Kürsüye arz edilen, Vakfımızın Türklük bilimi, Türk  kültürü ve eğitim faaliyetlerine her zaman destek olan İstanbul Üniversitemizin Rektörü Prof. Dr. Mahmut Ak yaptığı konuşmada; “Biz Turan Yazgan Hocamızı daha ilk zamanlardan itibaren hakkıyla tanıyanlardan olduk. Türk Dünyası’yla ilgili münasebetlerimiz vesilesiyle bunu çok daha derinden ve yakından hakikatıyla görmek imkanı bulduk. Pek yakında Azerbaycan Bakü’de Hocamızın kurduğu Fakültede güzel bir etkinlik oldu; hem devletimizin ilgili yetkilileri, hem de Türkiye’den Azerbaycan’dan aslında Turan Yazgan dostu olmak ön kimliği yanında Türk dostu olan birçok kişiyle birlikte olduk. Etrafımızdaki coğrafyada Türkiye Cumhuriyeti ve Tük devletinin idealleri bulunmaktadır. Ve herkes bu çınarın gölgesinde yer edinmek için, gördüğünüz gibi bir koşturmaca içindedir. Şükürler olsun ki, devletimizin geleneği ve milletimizin sahip olduğu hasletleri, bu talepleri fazlasıyla karşılayacak zenginliğe ve derinliğe sahiptir. Ama bu derinlik ve genişlik hiç şüphesiz kendiliğinden oluşmuyor. Aslında Turan Yazgan Hocamız, Nevzat Atlığ Hocamız ve emsali olan birçok büyüğümüz gibi yetiştirdiği simalar eliyle, onların aydınlattığı yolla ve bize sundukları fener vasıtasıyla ortaya çıkmış olan bir rahatlık bizim için. Şimdi bir Nevzat Atlığ’ın, bir Turan Yazgan’ın varlığı bizim işimizi ne kadar kolaylaştırıyor şöyle bir düşünelim.. Biz aslında açılmış olan bir yolda, büyük bir güvenle, ezberlenmiş bir metotla yürüme kolaylığını yaşıyoruz. Turan Yazgan Hocanın açtığı yolla Türk Cumhuriyetlerinden eğitim alan birçok kişi artık karar alıcı mevkideler…” sözleriyle Turan Yazgan ve Nevzat Atlığı hocalarımızın kıymetini vurguladı.

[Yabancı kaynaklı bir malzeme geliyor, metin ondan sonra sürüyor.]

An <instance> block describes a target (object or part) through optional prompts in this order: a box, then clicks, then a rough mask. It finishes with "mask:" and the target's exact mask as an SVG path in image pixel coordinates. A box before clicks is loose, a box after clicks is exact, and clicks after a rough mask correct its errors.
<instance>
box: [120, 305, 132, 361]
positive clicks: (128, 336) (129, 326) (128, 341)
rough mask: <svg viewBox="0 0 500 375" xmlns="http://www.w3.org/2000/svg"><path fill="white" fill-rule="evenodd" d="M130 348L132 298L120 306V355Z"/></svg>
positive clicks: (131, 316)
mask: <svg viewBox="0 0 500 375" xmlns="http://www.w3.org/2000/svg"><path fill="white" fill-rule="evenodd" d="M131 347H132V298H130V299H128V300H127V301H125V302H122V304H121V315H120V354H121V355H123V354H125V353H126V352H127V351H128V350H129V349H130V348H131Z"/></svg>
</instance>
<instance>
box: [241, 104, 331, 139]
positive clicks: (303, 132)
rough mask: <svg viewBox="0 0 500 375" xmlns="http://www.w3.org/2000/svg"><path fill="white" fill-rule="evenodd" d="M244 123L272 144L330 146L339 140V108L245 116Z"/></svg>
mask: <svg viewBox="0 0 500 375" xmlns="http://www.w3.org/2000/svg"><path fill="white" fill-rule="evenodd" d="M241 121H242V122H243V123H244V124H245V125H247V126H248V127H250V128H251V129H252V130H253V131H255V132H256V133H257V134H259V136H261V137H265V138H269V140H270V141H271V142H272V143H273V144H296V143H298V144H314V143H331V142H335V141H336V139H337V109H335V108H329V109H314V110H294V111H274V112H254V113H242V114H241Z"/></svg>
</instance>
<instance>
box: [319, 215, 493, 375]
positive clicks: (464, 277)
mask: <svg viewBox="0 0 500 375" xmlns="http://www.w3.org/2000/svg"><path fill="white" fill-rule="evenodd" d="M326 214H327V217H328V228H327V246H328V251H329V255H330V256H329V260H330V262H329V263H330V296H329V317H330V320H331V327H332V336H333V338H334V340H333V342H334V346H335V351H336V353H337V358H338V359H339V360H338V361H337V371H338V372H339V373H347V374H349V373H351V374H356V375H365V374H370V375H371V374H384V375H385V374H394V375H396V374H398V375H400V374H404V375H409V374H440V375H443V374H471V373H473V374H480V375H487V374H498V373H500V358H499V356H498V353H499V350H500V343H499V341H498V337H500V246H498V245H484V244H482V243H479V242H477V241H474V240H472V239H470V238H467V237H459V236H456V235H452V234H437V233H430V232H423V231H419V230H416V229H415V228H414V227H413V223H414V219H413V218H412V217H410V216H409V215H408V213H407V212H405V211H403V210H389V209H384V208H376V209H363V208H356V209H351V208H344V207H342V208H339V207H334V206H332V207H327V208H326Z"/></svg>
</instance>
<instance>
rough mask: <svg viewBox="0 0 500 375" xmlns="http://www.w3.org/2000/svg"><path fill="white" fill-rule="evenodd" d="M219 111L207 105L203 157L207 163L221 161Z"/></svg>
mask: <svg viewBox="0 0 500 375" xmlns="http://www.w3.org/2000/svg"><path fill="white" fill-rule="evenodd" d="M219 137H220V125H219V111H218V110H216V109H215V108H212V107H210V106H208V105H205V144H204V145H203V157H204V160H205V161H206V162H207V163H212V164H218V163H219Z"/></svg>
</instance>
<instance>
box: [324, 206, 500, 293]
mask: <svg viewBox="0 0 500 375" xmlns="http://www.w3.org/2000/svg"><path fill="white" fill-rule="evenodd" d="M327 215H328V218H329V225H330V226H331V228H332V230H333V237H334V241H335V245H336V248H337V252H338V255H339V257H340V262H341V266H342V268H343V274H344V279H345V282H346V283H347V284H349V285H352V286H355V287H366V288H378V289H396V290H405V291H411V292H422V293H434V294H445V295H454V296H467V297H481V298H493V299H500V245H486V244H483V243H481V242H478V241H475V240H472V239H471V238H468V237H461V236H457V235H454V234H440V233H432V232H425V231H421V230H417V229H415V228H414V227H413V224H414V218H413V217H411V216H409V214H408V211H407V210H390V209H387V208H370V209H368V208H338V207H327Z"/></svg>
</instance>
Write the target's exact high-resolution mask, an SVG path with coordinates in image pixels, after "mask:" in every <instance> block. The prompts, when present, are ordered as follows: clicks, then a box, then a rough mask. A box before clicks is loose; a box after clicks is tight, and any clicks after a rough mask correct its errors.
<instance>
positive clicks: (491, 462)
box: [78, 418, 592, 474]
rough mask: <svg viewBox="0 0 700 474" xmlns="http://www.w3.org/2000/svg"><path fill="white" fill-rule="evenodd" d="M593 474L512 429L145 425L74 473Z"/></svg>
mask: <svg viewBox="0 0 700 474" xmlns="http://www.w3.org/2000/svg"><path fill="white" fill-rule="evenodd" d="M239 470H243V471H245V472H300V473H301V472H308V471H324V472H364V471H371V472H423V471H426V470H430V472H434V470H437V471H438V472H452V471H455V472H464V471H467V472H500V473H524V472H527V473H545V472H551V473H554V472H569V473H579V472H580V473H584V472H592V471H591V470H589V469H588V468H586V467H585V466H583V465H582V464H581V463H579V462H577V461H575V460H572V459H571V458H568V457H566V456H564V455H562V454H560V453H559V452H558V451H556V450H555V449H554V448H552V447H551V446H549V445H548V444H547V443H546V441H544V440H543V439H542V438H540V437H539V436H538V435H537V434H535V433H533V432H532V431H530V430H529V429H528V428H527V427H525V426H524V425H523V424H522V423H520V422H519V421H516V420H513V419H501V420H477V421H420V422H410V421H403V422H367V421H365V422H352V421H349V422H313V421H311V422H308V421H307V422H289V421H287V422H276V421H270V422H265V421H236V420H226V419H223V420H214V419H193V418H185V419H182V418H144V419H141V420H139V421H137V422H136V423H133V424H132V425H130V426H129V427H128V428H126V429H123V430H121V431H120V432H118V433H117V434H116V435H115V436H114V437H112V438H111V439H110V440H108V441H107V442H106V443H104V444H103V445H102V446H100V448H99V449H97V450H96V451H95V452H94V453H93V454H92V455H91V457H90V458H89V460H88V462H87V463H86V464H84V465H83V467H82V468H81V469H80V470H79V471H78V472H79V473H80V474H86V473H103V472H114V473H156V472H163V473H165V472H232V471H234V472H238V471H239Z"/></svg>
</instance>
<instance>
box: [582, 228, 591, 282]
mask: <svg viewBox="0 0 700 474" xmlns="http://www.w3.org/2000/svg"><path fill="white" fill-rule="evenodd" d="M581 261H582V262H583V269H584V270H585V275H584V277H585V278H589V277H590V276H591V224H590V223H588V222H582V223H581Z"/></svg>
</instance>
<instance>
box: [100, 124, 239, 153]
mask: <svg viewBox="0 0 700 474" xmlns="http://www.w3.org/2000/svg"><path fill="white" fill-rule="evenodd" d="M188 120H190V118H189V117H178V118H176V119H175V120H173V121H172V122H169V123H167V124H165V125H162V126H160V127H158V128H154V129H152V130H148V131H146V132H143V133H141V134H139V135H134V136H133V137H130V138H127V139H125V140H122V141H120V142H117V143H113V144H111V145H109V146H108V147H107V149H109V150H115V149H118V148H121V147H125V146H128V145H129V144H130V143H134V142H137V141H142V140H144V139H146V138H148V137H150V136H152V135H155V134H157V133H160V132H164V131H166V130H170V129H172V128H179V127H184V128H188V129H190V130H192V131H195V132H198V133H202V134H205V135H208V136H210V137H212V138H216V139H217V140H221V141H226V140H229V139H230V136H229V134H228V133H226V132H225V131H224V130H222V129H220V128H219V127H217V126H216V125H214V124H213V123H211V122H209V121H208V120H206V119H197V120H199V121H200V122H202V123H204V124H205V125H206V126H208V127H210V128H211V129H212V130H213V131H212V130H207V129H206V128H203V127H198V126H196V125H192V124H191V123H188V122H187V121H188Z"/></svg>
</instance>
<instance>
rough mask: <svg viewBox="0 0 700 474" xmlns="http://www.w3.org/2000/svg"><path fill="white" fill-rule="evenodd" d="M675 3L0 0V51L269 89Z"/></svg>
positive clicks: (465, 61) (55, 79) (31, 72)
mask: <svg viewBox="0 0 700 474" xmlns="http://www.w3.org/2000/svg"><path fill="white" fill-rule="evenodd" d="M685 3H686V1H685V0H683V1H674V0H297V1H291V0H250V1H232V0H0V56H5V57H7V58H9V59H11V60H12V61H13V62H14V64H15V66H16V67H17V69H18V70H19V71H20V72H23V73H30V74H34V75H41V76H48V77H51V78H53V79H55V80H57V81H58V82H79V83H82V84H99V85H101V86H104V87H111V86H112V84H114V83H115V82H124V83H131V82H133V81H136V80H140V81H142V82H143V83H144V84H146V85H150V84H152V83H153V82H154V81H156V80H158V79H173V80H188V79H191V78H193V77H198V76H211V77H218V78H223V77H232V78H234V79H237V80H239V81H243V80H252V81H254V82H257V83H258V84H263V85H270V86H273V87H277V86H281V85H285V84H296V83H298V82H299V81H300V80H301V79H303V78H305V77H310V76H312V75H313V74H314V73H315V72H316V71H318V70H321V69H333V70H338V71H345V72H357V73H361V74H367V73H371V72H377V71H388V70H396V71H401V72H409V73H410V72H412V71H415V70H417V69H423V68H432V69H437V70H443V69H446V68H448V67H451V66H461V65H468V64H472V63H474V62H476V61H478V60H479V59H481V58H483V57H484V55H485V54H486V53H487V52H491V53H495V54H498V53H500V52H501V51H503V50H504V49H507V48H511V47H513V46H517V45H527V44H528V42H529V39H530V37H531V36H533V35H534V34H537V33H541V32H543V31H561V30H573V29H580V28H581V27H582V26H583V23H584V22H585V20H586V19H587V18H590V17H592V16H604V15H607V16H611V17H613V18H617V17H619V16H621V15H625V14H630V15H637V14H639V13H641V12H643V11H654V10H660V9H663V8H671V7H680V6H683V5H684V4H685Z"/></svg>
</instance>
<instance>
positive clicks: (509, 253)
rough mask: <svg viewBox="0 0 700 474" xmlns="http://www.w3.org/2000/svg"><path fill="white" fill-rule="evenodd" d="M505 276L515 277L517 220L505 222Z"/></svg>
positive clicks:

Program,  ağırlıklı olarak bizzat kendi ağzından Türk Dünyası’nın dile getirildiği ve dil birliği başta olmak üzere Türklük meseleleriyle ilgili güçlü mesajlar ileten Turan Yazgan Belgeseli gösterimiyle devam etti.

Belgeselin ardından kürsüye gelen şair, yazar ve TRT kökenli yayın ve kültür adamı Yağmur Tunalı “Turan Yazgan’ın Türk Kültürüne Hizmetleribaşlıklı bir konuşma yaptı. Tunalı; “ Bugün Nevzat Atlığ ve Turan Yazgan gibi iki büyük ruhun bir başka planda buluşmasına şahit oluyoruz bu toplantıda. Bu toplantının özelliği ve önemi buradadır ve söyleyeceklerim de bu cümleyi bir manada düşündürmek içindir. Biz büyük insanları bize en fazla görünen yönleriyle tanırız. Bizim için Turan Yazgan bir hareket adamıdır, bir ideal adamıdır; yüksek voltajlı bir idealisttir. Biz onu o yönüyle tanırız. Onun, bu hareket adamı ve idealistliğinin arka planında, onu bize gösteren, onu bütün hayatının gayesi, ışığı halinde bize sunan ve bizi sevk eden, peşinden götüren, ordular halinde sevk eden Hocamın o büyük kültürüydü. Bizim ihmal ettiğimiz ve bu vakte kadar da konuşmadığımız Hocanın kültürel zemini, kültürel bakış açısı ve kültür dili, yeni kelimeyle yetkinliği, o kemale ermiş o mükemmeliyete ermiş kültür taraflarıyla da pek çok bakımdan incelenmesi, tezler yapılması, biyografiler yazılması;  ilim hayatımız için, fikir hayatımız için, irfan hayatımız için fevkalade mühimdir.” sözleri ve devamında söylediği çok kıymetli değerlendirmelerle Turan Yazgan Hocamızı daha bir derinden tanımamızı sağladı.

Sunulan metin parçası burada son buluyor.